Reduced Amino Acid Index (rAAindex). The first column contains the names of the 20 amino acids that make up protein sequences. Each of the 8 subsequent columns is a BPP attribute selected based on its importance in explaining variation of the amino acid. Each row is a vector describing an amino acid in 8 dimensions, each of which represents a physical property tabulated in Table 3.

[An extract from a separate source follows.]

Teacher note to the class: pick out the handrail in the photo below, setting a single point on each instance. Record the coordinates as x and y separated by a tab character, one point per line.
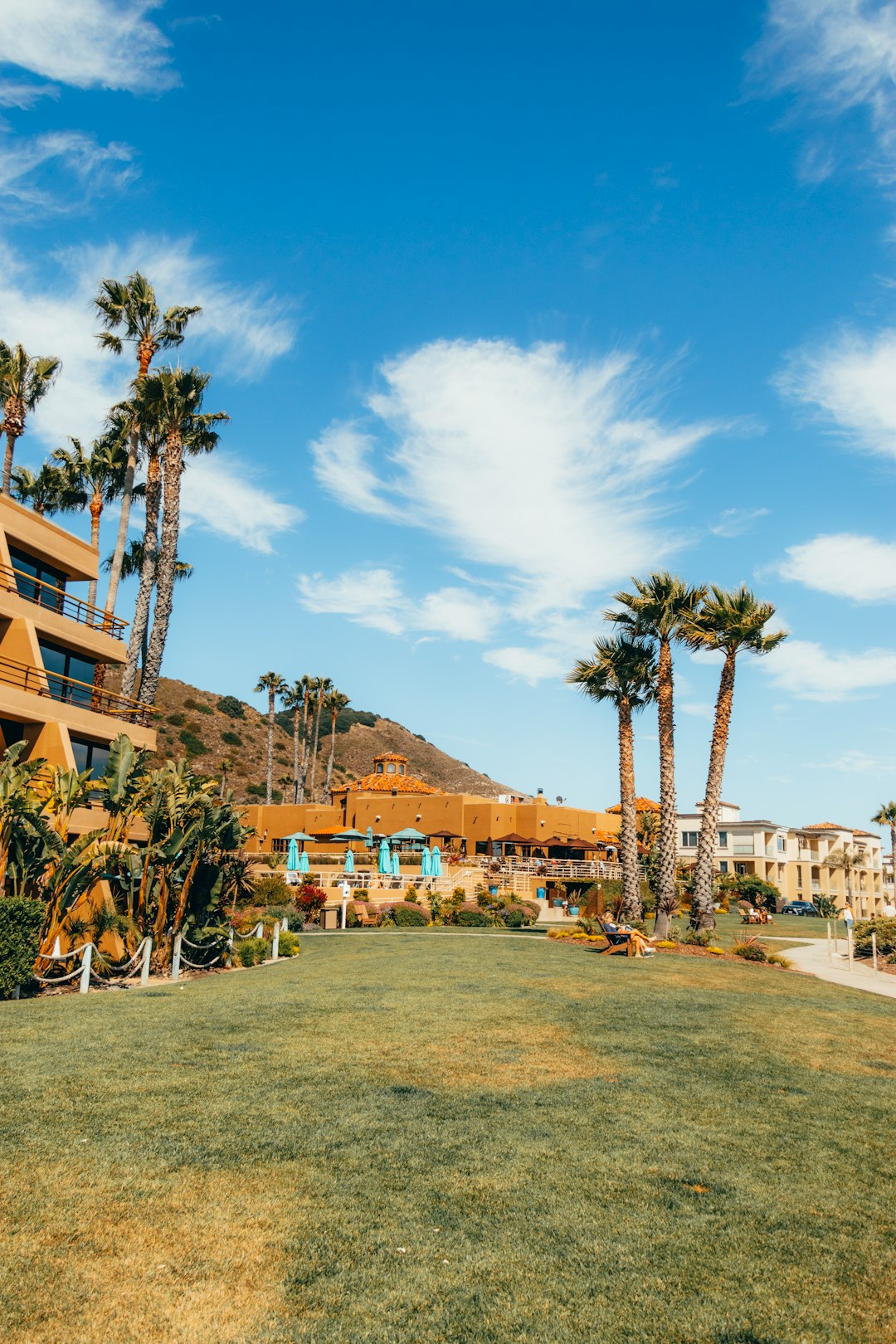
69	689
63	602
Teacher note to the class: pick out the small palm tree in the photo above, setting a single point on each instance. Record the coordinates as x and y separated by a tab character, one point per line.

| Amino acid | JACR890101 | COWR900101 | ZIMJ680103 | MEEJ810102 | FAUJ880110 | WARP780101 | PONP800108 | LIFS790102 |
|---|---|---|---|---|---|---|---|---|
| Ala | 0.18 | 0.42 | 0.00 | 1.00 | 0.00 | 10.04 | 6.05 | 1.00 |
| Arg | −5.40 | −1.56 | 52.00 | −2.00 | 3.00 | 6.18 | 5.70 | 0.68 |
| Asn | −1.30 | −1.03 | 3.38 | −3.00 | 3.00 | 5.63 | 5.04 | 0.54 |
| Asp | −2.36 | −0.51 | 49.70 | −0.50 | 4.00 | 5.76 | 4.95 | 0.50 |
| Cys | 0.27 | 0.84 | 1.48 | 4.60 | 0.00 | 8.89 | 7.86 | 0.91 |
| Gln | −1.22 | −0.96 | 3.53 | −2.00 | 3.00 | 5.41 | 5.45 | 0.28 |
| Glu | −2.10 | −0.37 | 49.90 | 1.10 | 4.00 | 5.37 | 5.10 | 0.59 |
| Gly | 0.09 | 0.00 | 0.00 | 0.20 | 0.00 | 7.99 | 6.16 | 0.79 |
| His | −1.48 | −2.28 | 51.60 | −2.20 | 1.00 | 7.49 | 5.80 | 0.38 |
| Ile | 0.37 | 1.81 | 0.13 | 7.00 | 0.00 | 8.72 | 7.51 | 2.60 |
| Leu | 0.41 | 1.80 | 0.13 | 9.60 | 0.00 | 8.79 | 7.37 | 1.42 |
| Lys | −2.53 | −2.03 | 49.50 | −3.00 | 1.00 | 4.40 | 4.88 | 0.59 |
| Met | 0.44 | 1.18 | 1.43 | 4.00 | 0.00 | 9.15 | 6.39 | 1.49 |
| Phe | 0.50 | 1.74 | 0.35 | 12.60 | 0.00 | 7.98 | 6.62 | 1.30 |
| Pro | −0.20 | 0.86 | 1.58 | 3.10 | 0.00 | 7.79 | 5.65 | 0.35 |
| Ser | −0.40 | −0.64 | 1.67 | −2.90 | 2.00 | 7.08 | 5.53 | 0.70 |
| Thr | −0.34 | −0.26 | 1.66 | −0.60 | 2.00 | 7.00 | 5.81 | 0.59 |
| Trp | −0.01 | 1.46 | 2.10 | 15.10 | 0.00 | 8.07 | 6.98 | 0.89 |
| Tyr | −0.08 | 0.51 | 1.61 | 6.70 | 2.00 | 6.90 | 6.73 | 1.08 |
| Val | 0.32 | 1.34 | 0.13 | 4.60 | 0.00 | 8.88 | 7.62 | 2.63 |
Annotation of the selected properties. Descriptions of the 8 indices selected after the nested random forest variable selection. The first column represents the AAindex access ID, while the second is the corresponding BPP. Please refer to the amino acid index database for the references in column 2.
| ID | Property | |
|---|---|---|
| 1 | JACR890101 | Number of full nonbonding orbitals (Fauchere et al., 1988) |
| 2 | COWR900101 | Conformational preference for parallel beta-strands (Lifson-Sander, 1979) |
| 3 | ZIMJ680103 | Retention coefficient in NaH2PO4 (Meek-Rossetti, 1981) |
| 4 | MEEJ810102 | Average number of surrounding residues (Ponnuswamy et al., 1980) |
| 5 | WARP780101 | Average interactions per side chain atom (Warme-Morgan, 1978) |
| 6 | FAUJ880110 | Polarity (Zimmerman et al., 1968) |
| 7 | PONP800108 | Weights from the IFH scale (Jacobs-White, 1989) |
| 8 | LIFS790102 | Hydrophobicity index, 3.0 pH (Cowan-Whittaker, 1990) |
Figure 6Principal component analysis of terpenoid synthases. Left: principal component analysis of the terpenoid synthase subfamilies where amino acid residues are encoded in 8-bit binary method. PC1 and PC2 show a combined variance of 14.84 percent explained variance. Right: principal component analysis of the same data set encoded using the biochemical and physical properties of amino acid residues. PC1 and PC2 in this case explain 30.02 percent variance. The four subfamilies clustered are monoterpenoid, diterpenoid, triterpenoid, and sesquiterpenoid synthases. Triterpenoid synthases and subgroups of terpenoid synthases are distinctly different in structure compared to the other synthases.